10 great musicians for infant listeners.

Louis Armstrong

In last week’s blog we referred to John M. Feierabend, Ph.D. 1996 article ‘Music and Movement for Infants and Toddlers: Naturally Wonder-full’. We briefly talked about the importance of having a strong artistic influence in an infant’s life in order to foster the appreciation and participation and literacy with music.

Infants appreciate early exposure to sounds, a variety of sounds are taken in by the infant as soon as they are born. This includes music, infants do respond to music despite any visual cues you may notice. Their brains are not basing music on whether it’s a ‘hit’ or not, rather their brains are trying to make sense of all the sounds and how they relate to each other.

Despite common mythology, there is no neurological evidence that listening to classical music will make you smarter. So although listening to baby Mozart will foster an appreciation of that style of music it will not necessarily affect your intelligence. So good news for some! Listening to all kinds of music is really the most ideal situation for children to be in.

Singing to your infants is also recommended. Playing music for them, dancing with them can also create an early bond with music.

In his article “No Really: Teach Your Toddler Perfect Pitch” Garth Sundem

 Quoted Diana Deutsch, University of California San Diego professor and president of the Society for Music Perception and Cognition, and she said the trick is pairing pitch with meaning — early!

Pairing music with meaning! This treats music as a learned language as opposed to a heavenly gifted talent. Listening to lots of different types of music allows the infant to make associations with sounds and things that they relate to. A child can associate a note with a song they like or an instrument that played it, or if the music has a ‘scary’ part in it…etc. There are infinite ways a child can associate a musical note with some type of meaning. It can be deliberately taught and recognized and refined. Children naturally make association with the sounds they hear, if they are then reinforced by a person of influence they can strengthen these associations and work more actively to sought them out.

I have a strong tendency to lean on storytelling for education. For this very reason! Hearing a human story can strengthen the bond to a particular piece of music/art/ literature. Using colors to associate them with notes using animals…really anything that the child can relate to, can form a pathway to creating meaning behind the notes!

Here are a list of 10 Musicians that are great jumping off points for infant listening

1.Louis Armstrong

2. Ludwig Beethoven

3.J.S Bach

4.Benny Goodman

5.Duke Ellington

6.Pyotr Tchaikovsky

7.The Beatles

8.Aretha Franklin

9.Ella Fitzgerald

10.Wolfgang Amadeus Mozart

Listening to music with infants/toddlers- Children can be finicky with music. They will tend to fall in love with one song and want to hear it over and over and may complain or whine when those requests are not made. Make them to listen to different kinds of music they will become accustomed to it, if it is forced on them.

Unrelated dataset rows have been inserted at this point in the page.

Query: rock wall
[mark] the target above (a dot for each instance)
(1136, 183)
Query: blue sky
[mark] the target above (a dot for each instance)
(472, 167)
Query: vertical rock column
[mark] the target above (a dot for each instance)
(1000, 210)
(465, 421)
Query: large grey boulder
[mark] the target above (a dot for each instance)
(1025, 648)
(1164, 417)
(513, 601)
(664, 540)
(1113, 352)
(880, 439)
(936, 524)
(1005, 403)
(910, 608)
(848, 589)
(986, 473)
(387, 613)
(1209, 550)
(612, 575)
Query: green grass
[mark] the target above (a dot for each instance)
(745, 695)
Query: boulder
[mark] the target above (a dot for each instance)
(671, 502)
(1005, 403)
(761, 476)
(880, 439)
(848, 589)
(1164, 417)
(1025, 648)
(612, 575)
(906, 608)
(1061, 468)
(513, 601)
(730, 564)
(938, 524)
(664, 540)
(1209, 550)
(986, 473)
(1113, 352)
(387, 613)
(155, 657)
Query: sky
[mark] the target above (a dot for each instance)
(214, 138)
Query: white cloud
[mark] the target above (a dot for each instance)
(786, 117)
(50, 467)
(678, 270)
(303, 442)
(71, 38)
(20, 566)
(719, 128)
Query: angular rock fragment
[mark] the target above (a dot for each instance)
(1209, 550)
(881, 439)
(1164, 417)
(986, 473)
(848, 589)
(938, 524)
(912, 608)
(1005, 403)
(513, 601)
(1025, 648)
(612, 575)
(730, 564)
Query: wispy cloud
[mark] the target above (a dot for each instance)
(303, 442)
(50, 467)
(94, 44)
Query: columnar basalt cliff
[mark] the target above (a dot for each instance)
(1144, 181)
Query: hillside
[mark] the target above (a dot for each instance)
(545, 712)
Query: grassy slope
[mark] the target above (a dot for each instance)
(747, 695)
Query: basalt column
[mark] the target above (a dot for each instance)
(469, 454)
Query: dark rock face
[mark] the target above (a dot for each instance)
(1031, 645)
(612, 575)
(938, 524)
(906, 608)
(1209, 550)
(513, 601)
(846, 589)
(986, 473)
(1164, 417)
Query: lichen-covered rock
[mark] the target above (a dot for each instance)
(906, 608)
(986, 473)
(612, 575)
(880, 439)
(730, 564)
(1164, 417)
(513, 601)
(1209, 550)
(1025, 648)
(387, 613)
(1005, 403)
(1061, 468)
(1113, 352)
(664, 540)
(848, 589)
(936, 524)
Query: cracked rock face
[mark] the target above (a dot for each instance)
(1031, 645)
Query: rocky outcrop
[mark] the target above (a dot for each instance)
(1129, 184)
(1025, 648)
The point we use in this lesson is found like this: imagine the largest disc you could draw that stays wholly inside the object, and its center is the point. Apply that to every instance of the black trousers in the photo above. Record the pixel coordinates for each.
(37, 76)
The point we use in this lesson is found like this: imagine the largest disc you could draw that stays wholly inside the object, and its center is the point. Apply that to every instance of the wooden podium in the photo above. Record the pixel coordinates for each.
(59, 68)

 When I say ‘force’ I don’t mean physically force of any kind! I mean be deliberate. When going on a car ride make a rule. Everyone gets to pick one song but then we listen to what the grown up driving wants whatever it is just be deliberate and follow through. Lead the way, if you can tell a story about the music if you know anything. When they are infants they are just absorbing the world and building expectations.

This may mean as an adult breaking out of your own listening habits and being deliberate about searching out music that you don’t usually listen to. Use this list as a reference point. Between these musicians on the list there are literally hundreds of amazing songs to find, not to mention associated artists.